A SANDALWOOD Court patient died in his room after “a cry for help” went horribly wrong, an inquest has ruled.

A nurse went to check on Sonny O’Sullivan at 12:15pm on July 8 2017 after he failed to appear at lunchtime – she found him hanging.

Despite staff and paramedics' best efforts, he was pronounced dead at the scene.

At the end of a two-day inquest held earlier this week, a jury concluded that his death, caused by the constriction of neck structures by a ligature, was an accident.

The 45-year-old from Kingsdown is survived by his widow Lisa O’Sullivan and two children.

His brother and father were to visit him on the afternoon of his death, he would have celebrated his birthday later that month and had arranged for a tribunal to appeal the March 2017 extension of his sectioning.

These future plans and the lack of a suicide note suggested that he didn't intend to die.

Sonny was committed to Sandalwood Court's Applewood Ward in December 2016 after being sectioned under the Mental Health Act, and was later diagnosed with paranoid schizophrenia.

In February 2017, two-and-a-half months into his stay at Sandalwood, he was transferred to the Windswept Ward, which prepares patients for reintegration into the community.

Mrs O’Sullivan didn’t think he was ready for this but staff said he'd shown signs of positive change and they didn't consider him to be a high-risk patient.

Applewood Ward healthcare assistant Stephen O’Neill said: “He was very guarded, suspicious, paranoid and aggressive at first but I saw improvements in his presentation, he was better at socialising with staff and other users.”

Nurse Lynne Lavender said: “In Windswept Ward, his mood was flat, he kept asking when he could go home and thought we were conspiring against him to keep him away from his family.

“He often said he'd rather be dead than in there but also said suicide wasn’t an option as he felt it was cowardly and he had his children to think about."

Mrs O’Sullivan discussed how his mental health had deteriorated since he lost his job as a telecommunications engineer at Vodafone in 2008.

She said: “Losing a job that he’d worked really hard to get took a lot of his pride and self-esteem away, he never regained that self-belief again.

“The job market was very tough and the more knockbacks he got, the further down he went.

“In 2014, he became someone we didn’t recognise, very agitated and angry - he used to be very friendly and fun-loving, he loved life.

“He looked after people on respite holidays and raised money for charity – he even applied for a job working at the ward where he would later be a patient.

“His reality became distorted, he was scared of the outside world, afraid of the neighbours, and didn’t like the children going outside to play. In his head, he wasn’t ill, he thought he was just protecting us.
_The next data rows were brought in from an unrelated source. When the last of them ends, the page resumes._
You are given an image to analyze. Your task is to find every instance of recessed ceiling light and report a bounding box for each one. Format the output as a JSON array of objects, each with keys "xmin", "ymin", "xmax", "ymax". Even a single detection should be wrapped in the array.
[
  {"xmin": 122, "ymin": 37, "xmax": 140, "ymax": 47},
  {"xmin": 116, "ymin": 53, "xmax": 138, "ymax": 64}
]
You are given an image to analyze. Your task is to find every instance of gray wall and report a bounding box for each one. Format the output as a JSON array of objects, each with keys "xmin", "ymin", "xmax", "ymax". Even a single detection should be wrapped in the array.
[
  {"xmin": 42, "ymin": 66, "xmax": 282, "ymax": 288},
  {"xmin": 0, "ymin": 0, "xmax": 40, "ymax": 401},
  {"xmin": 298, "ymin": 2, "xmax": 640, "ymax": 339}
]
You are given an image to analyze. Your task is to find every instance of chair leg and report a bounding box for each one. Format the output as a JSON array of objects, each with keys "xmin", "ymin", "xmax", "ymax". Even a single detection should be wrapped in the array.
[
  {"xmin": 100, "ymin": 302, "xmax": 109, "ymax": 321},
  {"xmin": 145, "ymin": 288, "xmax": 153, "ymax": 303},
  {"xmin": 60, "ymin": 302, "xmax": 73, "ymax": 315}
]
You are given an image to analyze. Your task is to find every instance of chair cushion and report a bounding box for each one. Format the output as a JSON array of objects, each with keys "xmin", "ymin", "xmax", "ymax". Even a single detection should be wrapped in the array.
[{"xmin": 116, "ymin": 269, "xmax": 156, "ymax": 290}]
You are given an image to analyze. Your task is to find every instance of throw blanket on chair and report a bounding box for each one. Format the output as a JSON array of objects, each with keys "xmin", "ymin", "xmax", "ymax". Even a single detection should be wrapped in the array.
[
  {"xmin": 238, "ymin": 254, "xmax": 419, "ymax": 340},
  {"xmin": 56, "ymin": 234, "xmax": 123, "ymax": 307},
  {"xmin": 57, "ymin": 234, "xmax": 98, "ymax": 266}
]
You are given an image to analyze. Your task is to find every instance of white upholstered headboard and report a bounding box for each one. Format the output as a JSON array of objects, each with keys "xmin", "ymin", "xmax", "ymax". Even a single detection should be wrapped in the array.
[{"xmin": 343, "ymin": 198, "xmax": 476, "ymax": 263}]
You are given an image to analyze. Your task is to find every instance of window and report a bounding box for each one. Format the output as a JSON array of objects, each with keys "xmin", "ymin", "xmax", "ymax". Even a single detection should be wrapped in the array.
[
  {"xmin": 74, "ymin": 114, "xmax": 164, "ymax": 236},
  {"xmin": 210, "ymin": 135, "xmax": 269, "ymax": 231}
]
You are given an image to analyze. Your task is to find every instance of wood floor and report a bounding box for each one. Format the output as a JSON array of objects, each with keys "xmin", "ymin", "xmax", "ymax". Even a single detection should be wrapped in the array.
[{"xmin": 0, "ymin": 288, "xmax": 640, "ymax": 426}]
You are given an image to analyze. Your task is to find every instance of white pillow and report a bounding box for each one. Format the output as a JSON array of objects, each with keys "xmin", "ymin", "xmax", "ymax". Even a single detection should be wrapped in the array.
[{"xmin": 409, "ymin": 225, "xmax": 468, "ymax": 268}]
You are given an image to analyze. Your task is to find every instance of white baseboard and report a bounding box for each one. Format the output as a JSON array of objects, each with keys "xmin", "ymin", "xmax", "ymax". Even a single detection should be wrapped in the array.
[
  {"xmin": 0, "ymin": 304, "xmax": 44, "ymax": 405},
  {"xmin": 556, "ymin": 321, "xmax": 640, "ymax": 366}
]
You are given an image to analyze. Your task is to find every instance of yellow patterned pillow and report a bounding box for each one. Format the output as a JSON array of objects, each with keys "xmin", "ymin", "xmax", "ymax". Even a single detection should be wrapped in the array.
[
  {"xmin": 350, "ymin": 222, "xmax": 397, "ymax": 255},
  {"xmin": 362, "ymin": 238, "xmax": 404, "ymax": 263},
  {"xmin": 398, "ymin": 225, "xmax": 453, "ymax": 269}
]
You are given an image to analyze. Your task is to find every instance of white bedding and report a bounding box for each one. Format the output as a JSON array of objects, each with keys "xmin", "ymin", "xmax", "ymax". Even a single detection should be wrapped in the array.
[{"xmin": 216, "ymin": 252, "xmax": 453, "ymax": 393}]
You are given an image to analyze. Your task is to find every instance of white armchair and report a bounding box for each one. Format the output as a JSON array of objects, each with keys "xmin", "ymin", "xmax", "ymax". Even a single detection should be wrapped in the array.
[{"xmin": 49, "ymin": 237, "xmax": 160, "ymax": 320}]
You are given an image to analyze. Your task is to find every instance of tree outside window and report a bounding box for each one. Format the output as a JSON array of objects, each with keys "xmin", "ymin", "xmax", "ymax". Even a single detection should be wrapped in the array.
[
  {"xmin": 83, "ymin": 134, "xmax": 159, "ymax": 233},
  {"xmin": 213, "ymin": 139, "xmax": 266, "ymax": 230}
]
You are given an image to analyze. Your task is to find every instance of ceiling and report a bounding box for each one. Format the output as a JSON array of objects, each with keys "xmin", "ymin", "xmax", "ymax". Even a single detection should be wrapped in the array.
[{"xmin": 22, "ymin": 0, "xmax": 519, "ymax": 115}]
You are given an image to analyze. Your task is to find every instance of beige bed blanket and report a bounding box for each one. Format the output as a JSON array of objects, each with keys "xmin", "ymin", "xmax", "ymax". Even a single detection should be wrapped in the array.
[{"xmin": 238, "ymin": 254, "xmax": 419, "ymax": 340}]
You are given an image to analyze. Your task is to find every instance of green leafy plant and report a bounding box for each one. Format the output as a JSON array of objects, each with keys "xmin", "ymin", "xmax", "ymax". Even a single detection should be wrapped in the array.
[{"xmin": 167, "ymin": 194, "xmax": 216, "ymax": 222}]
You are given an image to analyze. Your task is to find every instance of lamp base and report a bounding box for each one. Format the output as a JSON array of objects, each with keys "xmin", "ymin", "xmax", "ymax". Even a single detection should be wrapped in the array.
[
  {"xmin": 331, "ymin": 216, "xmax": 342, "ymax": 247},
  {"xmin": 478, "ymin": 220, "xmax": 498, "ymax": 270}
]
“When you know somebody so well and know how drastically they’ve changed, it’s difficult to get somebody else to see that. I tried to get help for years but nobody would listen, it was a constant battle.”

Sonny attempted suicide in 2014 and 2016 with the same method that later killed him – his wife rescued him on both occasions.

She added: “He was crying out for help, he knew he needed it but he was such a proud man and he felt there was a stigma around mental health that would stop him gaining employment.”

The morning after his 2016 suicide attempt, he blocked the front door to stop his wife and children leaving the house and, out of desperation, Lisa called the police.

After being arrested and charged for the incident, which was classed as domestic violence, and serving nine weeks in prison, Sonny was finally seen my mental health professionals and sectioned.

Of his final act, Mrs O'Sullivan said: “Was he doing it in the hope somebody would find him, another cry for help?

“He had six hours of leave a day so why do it on the ward at lunchtime when he knew they;d come looking if he didn’t turn up?"

A pathologist from Great Western Hospital noted that Mr O'Sullivan would have lost consciousness less than 20 seconds after using the ligature and there was only a 10-minute window after that where he could have been resuscitated without any lasting brain damage being caused.

He was last seen alive by staff at 11.30am and by the time his body was found, it was too late to rescue him.